Regel op regel
Het ambtenarenkorps van de EU overtreft de joodse rabbijnen in de tijd van het Nieuwe Testament. Niet op het punt van rechtzinnigheid, wel als het de wet- en regelgeving betreft. De wetgeleerden aan het begin van onze jaartelling onderwezen het volk in 637 geboden en regels. Brussel heeft inmiddels 80.000 pagina’s aan wetten, richtlijnen en regels.
De Europese Commissie vindt het nu nodig dat woud aan regels een kapbeurt te geven. Of liever: ze wil verdere uitbreiding van het pakket tegengaan door 68 wetsvoorstellen in te trekken. Volgens eurocommissaris Verheugen van Industrie is dit een eerste stap in het terugdringen van gedetailleerde regelgeving.Dat laatste is geen overbodige luxe. Brussel heeft zich in de achterliggende jaren druk gemaakt over van alles en nog wat. Zo zijn er regels voor de afmetingen van jampotten en de kromtegraad van komkommers. Er stonden wetten op stapel voor het gewicht van zakjes koffie en de marketing van honing. Dergelijke gedetailleerde voorschriften doen bijna lachwekkend aan.
De Europese Commissie heeft het snoeiplan opgezet om de concurrentiekracht van Europa te vergroten.
Dat is inderdaad een punt. De vele voorschriften zijn een blok aan het been van ondernemingen die hun producten aan de man willen brengen. Het naleven van de regels kost veel tijd en geld en zet de Europese economie internationaal op achterstand. Andere concurrerende landen hebben minder last van knellende wetgeving.
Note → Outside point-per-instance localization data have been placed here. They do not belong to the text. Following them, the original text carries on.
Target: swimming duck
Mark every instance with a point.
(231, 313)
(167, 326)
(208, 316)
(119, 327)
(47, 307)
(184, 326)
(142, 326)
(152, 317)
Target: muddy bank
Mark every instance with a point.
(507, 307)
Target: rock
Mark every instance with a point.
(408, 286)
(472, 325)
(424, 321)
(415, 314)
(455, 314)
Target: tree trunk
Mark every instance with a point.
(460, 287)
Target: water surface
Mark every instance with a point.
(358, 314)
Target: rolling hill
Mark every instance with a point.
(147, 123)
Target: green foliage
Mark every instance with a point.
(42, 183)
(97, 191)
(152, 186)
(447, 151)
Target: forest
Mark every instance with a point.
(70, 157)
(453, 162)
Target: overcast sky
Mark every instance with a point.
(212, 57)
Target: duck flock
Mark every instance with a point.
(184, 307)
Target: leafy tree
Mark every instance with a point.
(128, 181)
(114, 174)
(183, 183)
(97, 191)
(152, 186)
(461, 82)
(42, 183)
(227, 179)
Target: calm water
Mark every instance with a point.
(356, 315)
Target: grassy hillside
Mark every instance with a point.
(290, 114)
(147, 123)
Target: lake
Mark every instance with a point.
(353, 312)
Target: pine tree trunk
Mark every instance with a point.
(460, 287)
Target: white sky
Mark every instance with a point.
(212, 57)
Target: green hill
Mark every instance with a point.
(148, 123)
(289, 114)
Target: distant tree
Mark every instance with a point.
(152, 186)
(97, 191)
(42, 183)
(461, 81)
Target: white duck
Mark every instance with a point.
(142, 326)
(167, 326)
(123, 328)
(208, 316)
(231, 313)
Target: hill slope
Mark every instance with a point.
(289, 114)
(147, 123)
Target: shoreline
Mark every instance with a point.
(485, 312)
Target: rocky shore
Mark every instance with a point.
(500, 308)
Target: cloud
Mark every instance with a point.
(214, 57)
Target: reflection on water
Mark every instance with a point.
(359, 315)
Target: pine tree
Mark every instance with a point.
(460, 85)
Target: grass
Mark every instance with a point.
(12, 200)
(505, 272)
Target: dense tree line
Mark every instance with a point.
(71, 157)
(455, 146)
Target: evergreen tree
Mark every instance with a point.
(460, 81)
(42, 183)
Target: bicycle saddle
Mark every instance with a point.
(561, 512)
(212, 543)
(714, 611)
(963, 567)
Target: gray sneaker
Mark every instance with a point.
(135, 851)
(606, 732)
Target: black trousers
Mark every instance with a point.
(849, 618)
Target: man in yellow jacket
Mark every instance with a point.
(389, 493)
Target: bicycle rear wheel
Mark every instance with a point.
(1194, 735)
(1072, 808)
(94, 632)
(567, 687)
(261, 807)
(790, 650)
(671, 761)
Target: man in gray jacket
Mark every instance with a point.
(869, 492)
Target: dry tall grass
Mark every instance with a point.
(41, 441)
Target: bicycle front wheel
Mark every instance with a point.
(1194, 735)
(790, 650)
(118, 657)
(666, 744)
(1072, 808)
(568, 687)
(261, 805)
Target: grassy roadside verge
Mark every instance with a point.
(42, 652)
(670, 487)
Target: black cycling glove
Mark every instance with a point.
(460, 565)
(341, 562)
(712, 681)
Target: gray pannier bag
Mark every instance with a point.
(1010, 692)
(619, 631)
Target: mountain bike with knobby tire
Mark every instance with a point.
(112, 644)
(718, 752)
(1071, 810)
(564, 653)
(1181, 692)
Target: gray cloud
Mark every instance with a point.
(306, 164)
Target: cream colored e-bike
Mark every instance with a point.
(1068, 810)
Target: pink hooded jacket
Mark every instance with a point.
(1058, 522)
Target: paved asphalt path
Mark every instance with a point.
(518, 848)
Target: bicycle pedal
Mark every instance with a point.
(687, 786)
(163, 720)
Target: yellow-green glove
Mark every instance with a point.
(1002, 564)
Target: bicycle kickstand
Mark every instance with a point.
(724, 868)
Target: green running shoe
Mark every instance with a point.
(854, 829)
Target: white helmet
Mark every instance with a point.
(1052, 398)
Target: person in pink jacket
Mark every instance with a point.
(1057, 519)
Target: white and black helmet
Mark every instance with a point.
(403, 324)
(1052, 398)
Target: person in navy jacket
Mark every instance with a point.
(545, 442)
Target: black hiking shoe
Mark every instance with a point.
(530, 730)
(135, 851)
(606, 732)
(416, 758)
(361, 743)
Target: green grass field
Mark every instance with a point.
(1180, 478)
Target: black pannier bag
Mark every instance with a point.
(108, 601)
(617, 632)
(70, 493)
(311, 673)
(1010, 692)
Een ander aspect is dat de Commissie streeft naar herstel van vertrouwen bij de bevolking. Na het Franse en het Nederlandse ”nee” tegen de grondwet lijkt Brussel meer dan voorheen te beseffen dat Europa erg ver af staat van de beleving en interesse van de burgers.
Dat gebrek aan geloof en vertrouwen in het belang van Europese integratie heeft enerzijds te maken met de heersende kloof tussen burger en politiek. Anderzijds is het ook een gevolg van het feit dat de Europeaan de Europese Unie vooral ziet als een „lastige bemoeial” die veel geld opslokt en nauwelijks iets oplevert.
De voorzitter van de Europese Commissie, José Manuel Barroso, zei deze week in een interview dat de burger niet langer het gevoel mag hebben dat Europa een „project van elites” is. Volgens hem is het inderdaad zo dat de politieke elites de vereniging van Europa tot stand hebben gebracht. Zonder dat de burgers daarbij zijn betrokken. Het gaat er volgens Barroso nu om de burger te doordringen van het belang en het succes van Europa. Anders komt volgens hem de legitimiteit van de integratie in gevaar.
Een onderzoek in opdracht van de Nederlandse regering heeft uitgewezen dat de bevolking niet zit te wachten op een brede maatschappelijke discussie over het belang van Europa. Dat ervaart ze als een sluiproute om alsnog de Europese grondwet erdoor te krijgen. Politici doen er goed aan dat signaal serieus te nemen. Veel burgers willen juist ”minder Europa” dan ”meer”.
Wil de Europese Commissie vertrouwen winnen dan zal ze beter zichtbaar moeten maken wat het belang is van samenwerking. En dat kan alleen wanneer die zich beperkt tot terreinen waarin de EU goed is en de samenwerking een meerwaarde heeft boven regelingen op nationaal niveau. Te denken valt aan handel, strijd tegen terreur en criminaliteit.
Consequentie van een beperkter, afgeslankte vorm van samenwerking is inderdaad drastisch snijden in de vele richtlijnen. Want met het uitvaardigen van regel op regel en gebod op gebod raakt men het hart van de burger niet. Dat roept weerzin op. Dat hebben de rabbijnen bijna 2000 jaar geleden ook ervaren. Hun wetten leidden tot verstarring in plaats van groeiende vitaliteit van het joodse geloof.